Oil prices fell on Friday as possible further talks between the U.S. and Iran at the weekend and a 10-day ceasefire between ​Lebanon and Israel raised investor hopes that the war in the Middle East could be nearing an end.

Brent crude futures declined by $3.09, or ​3.11%, ​to $96.30 a barrel at 0942 GMT. U.S. West Texas Intermediate crude futures fell $4.01, or 4.23%, to $90.68 a barrel.

"Oil prices are reacting very sensitively to escalation or de-escalation headlines," said UBS analyst Giovanni Staunovo, after ⁠U.S. President Donald Trump indicated that an Iran deal "is very close" on Thursday.

At those levels, Brent futures were heading for a 1.2% gain for the week, and WTI futures were on track for a 6% drop from last Friday's close.

Addressing a key sticking point in talks to end the Iran war, Trump said Tehran had offered ​not to possess nuclear weapons ‌for more than ⁠20 years.

"We're going ⁠to see what happens.
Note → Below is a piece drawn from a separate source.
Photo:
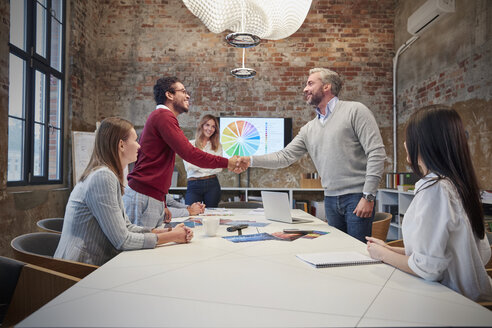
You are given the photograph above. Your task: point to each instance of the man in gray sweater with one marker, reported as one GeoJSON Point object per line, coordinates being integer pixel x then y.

But I think we're very close to making a deal with Iran," Trump told reporters outside the White ​House on Thursday.

Oil prices have fallen below $100 per barrel but remained elevated this ‌week above $90, off the back of 50% rises in March.

The temporary nature ⁠of the Israel-Lebanon ceasefire, Israel's goal of significantly weakening the Iranian regime, and unlikely prospects for the Strait of Hormuz reopening immediately all provided a floor to prices, PVM analyst Tamas Varga said.
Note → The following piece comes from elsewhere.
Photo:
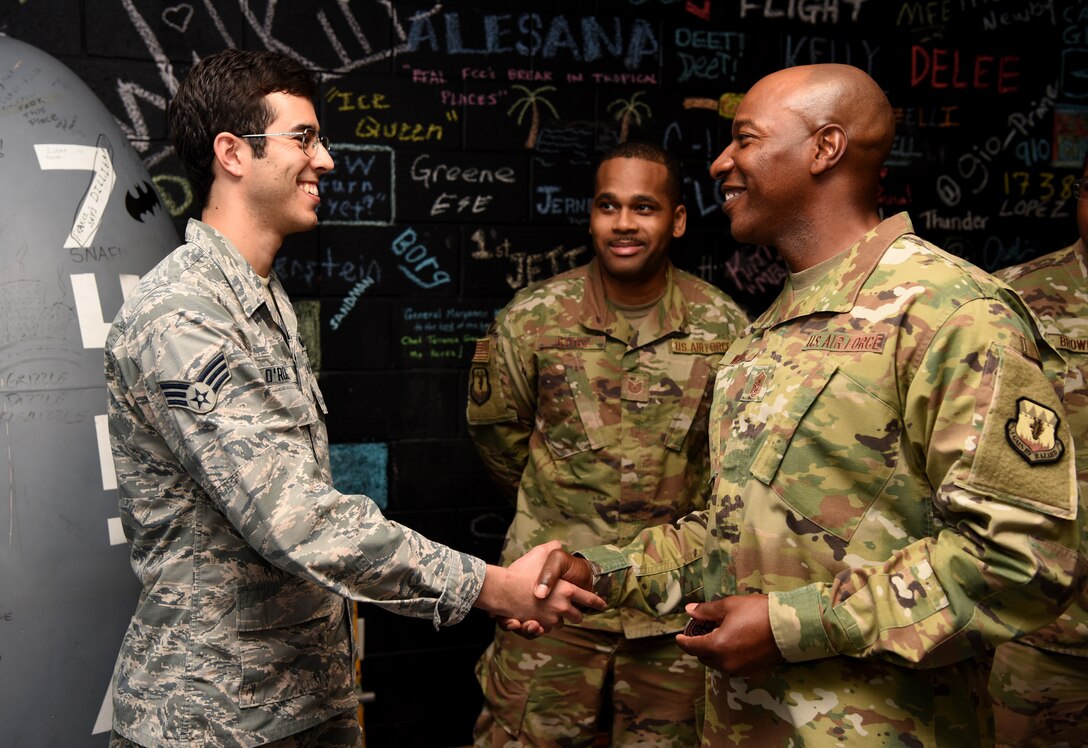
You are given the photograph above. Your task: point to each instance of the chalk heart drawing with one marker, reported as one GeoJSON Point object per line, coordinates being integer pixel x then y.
{"type": "Point", "coordinates": [178, 16]}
Israel's campaign in Lebanon has been a major obstacle to securing a peace deal sought by Trump to end the war he launched with Israel in late February.

U.S. and Iranian negotiators have scaled back their expectations for a comprehensive peace deal and are instead seeking a temporary memorandum to prevent a return to conflict, two Iranian sources told Reuters on Thursday.
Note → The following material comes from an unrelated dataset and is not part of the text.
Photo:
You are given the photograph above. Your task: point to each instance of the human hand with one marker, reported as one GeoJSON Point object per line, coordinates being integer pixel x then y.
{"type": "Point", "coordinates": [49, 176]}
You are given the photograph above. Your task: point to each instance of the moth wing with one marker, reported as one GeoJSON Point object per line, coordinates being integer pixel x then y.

Also on Friday, France and Britain will chair a meeting of around 40 nations aimed at signalling to the ‌U.S. that its allies are ready to play a role in restoring flows ⁠through the Strait of Hormuz once conditions allow.

"Once the dust settles the hard ​work begins getting the ships in and out, and getting them into the right locations. There is no doubt a normalization is still months away and the current tightness will continue to underpin the refined product market," Saxo Bank analyst Ole ​Hansen said.

Analysts from ‌ING estimate that roughly 13 million barrels per day of oil flow has been ⁠disrupted by the closure of the Strait.